En juin 2009, la DGER (Direction Générale de l’Enseignement et de la Recherche) lançait un appel d’offres en direction des établissements de l’enseignement agricole publics et privés afin de retenir une quinzaine d’opérations pilotes centrées sur l’innovation pédagogique. Ces opérations d’une durée de trois ans entrent pleinement dans la rénovation de la voie professionnelle.
Elles s’achèveront en 2013 et permettront de repérer les pratiques innovantes reproductibles en matière d’individualisation et de prise en compte de la diversité des publics. Trois axes sont investis : l’autonomie pédagogique des établissements, la professionnalisation de l’enseignement et des modalités de certification, l’individualisation des parcours des apprenants et des formations. Les établissements retenus bénéficient d’un accompagnement par le Sna (Système national d’appui) sur la méthodologie, la conduite du projet et la formation des acteurs.
Quatorze opérations sont en cours dont huit dans l’enseignement public. La diversité des contextes et des constats conduit à une grande variété dans les innovations proposées : modification de la durée des cours pour dégager des temps d’individualisation, valorisation des activités extra scolaires , liens renforcés avec le monde professionnel, tutorat, utilisation de l’Ent ou du portfolio ; les interprétations locales offrent à l’opération un intérêt tout particulier.
Dans la dernière ligne droite de l’opération, nous avons contacté Françoise Heraut, coordonnatrice nationale du projet pour voir quels premiers enseignements peuvent être tirés de ces innovations.
Les opérations pilotes sont différentes les unes des autres. Peut-on dégager des points communs, des constats partagés, des solutions qui font consensus ?
Les opérations pilotes donnent lieu à une évaluation (à mi-parcours et finale) réalisée par l’Inspection de l’enseignement agricole, et à un travail de recherche. Je ne livre donc ici que quelques impressions, étayées certes, mais pas loin d’être exhaustives.

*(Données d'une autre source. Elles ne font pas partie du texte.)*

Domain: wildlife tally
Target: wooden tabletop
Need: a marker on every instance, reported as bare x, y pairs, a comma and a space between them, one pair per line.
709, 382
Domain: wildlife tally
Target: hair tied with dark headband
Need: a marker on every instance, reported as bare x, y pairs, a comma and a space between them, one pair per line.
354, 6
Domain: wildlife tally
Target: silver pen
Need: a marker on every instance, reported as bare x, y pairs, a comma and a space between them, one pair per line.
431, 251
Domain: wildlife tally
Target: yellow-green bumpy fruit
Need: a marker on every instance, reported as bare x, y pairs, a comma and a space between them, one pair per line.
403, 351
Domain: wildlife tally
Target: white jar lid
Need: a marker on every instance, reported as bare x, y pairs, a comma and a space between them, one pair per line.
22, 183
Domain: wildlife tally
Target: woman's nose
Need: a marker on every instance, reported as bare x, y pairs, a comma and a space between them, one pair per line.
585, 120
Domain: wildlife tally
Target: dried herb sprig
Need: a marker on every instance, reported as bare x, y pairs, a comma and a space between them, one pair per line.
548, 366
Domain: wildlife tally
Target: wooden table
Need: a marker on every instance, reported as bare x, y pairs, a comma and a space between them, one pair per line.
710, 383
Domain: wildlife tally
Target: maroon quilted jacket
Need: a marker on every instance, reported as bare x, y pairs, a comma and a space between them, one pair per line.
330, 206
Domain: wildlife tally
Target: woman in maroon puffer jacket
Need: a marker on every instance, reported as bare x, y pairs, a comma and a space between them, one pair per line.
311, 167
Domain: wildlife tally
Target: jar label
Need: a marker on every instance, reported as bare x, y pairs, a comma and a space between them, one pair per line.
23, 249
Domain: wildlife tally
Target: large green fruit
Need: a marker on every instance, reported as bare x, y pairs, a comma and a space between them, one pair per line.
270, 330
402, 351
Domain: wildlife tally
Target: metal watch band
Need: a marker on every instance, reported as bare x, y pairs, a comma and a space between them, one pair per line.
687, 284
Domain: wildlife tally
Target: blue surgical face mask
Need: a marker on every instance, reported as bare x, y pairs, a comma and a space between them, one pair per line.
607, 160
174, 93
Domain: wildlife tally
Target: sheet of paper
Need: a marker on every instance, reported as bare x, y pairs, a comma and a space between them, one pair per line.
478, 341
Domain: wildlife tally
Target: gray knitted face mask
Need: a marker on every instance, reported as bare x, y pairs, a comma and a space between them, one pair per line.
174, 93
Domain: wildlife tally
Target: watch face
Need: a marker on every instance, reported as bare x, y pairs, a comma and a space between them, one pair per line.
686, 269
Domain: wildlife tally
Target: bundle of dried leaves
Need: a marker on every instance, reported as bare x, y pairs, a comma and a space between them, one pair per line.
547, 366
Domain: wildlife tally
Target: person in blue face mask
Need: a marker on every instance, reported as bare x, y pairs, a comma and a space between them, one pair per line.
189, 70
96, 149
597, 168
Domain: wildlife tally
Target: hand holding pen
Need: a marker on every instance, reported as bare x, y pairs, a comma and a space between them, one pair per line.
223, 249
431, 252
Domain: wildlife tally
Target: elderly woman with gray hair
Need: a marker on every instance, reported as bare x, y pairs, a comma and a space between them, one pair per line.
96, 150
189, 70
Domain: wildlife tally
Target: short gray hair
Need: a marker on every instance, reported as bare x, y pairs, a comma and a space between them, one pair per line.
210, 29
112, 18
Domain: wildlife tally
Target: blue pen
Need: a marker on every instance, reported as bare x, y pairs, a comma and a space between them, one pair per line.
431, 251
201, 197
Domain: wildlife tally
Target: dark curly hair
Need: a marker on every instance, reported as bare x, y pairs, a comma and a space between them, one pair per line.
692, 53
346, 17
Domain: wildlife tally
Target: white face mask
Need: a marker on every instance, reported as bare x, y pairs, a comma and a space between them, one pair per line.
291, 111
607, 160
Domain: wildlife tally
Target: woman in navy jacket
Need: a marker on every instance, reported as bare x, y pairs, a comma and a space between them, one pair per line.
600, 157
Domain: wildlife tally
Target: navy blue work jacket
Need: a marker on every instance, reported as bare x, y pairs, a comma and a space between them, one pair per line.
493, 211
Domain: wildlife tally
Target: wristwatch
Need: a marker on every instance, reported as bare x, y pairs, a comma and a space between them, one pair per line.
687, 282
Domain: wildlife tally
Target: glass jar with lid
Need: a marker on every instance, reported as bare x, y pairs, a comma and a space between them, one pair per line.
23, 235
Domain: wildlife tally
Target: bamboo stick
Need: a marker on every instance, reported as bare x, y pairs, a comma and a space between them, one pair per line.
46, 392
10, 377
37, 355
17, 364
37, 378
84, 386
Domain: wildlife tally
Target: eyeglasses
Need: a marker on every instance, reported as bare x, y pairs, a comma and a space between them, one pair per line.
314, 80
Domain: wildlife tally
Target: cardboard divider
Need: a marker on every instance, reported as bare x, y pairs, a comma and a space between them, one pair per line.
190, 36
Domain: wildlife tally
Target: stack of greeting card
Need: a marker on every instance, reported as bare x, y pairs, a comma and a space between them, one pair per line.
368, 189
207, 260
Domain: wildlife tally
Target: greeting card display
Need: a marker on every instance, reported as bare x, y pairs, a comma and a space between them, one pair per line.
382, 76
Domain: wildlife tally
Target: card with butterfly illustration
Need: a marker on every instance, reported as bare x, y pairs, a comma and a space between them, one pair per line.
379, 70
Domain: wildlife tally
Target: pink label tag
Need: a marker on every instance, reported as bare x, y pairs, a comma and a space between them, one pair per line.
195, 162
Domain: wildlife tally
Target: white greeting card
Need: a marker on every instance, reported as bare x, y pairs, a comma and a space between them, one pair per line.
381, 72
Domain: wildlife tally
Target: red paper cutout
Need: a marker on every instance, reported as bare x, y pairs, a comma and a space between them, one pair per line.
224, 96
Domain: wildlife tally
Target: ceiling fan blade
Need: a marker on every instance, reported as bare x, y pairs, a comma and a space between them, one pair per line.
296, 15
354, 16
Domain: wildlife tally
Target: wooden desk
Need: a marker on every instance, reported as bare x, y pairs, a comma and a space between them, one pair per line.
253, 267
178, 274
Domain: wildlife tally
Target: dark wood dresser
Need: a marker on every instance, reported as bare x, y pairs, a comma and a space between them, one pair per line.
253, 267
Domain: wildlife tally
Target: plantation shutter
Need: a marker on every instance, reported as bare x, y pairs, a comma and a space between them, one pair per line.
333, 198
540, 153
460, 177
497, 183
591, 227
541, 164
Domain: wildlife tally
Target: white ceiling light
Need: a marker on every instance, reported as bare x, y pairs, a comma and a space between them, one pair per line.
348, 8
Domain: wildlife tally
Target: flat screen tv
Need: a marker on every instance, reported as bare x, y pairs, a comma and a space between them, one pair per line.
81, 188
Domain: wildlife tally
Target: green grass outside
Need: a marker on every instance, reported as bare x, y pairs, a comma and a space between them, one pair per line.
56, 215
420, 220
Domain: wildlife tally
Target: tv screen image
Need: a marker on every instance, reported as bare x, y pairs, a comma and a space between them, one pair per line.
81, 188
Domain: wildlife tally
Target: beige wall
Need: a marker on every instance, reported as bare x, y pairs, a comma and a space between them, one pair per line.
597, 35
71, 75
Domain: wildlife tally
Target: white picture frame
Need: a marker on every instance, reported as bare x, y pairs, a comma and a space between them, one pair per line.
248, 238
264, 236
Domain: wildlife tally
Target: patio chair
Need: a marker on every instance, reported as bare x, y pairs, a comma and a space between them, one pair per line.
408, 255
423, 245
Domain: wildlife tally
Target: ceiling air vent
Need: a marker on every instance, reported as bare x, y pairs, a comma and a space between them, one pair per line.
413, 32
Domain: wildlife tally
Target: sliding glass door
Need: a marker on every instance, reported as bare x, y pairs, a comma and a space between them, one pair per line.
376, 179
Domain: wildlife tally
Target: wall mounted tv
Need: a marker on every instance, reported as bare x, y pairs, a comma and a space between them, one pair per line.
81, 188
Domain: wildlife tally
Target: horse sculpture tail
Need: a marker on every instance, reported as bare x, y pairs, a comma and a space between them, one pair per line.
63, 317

Les points communs aux opérations pilotes sont de deux ordres :
- Une envie de permettre la réussite des élèves, d’éviter le décrochage de certains
- Un petit noyau de personnes réunies autour d’un « chef de projet » (que j’appelle comme cela, parce que c’est réellement sa fonction, mais qui lui ne s’appelle pas de cette façon !). Un petit noyau de personnes pro-actives, qui s’autorisent à inventer, à imaginer, qui y trouvent aussi un certain plaisir, mais qui se découragent aussi parfois si elles ne trouvent pas le soutien ou l’écho nécessaire.
Je ne parlerais pas de solutions qui font consensus. Chaque « solution » est située dans un contexte d’établissement. Les actions innovantes proposées ont pu exister ailleurs, dans des contextes de formation continue en particulier. Mais pour l’équipe qui innove, c’est effectivement nouveau, et c’est l’aboutissement d’une réflexion, d’un tâtonnement interne, de confrontations.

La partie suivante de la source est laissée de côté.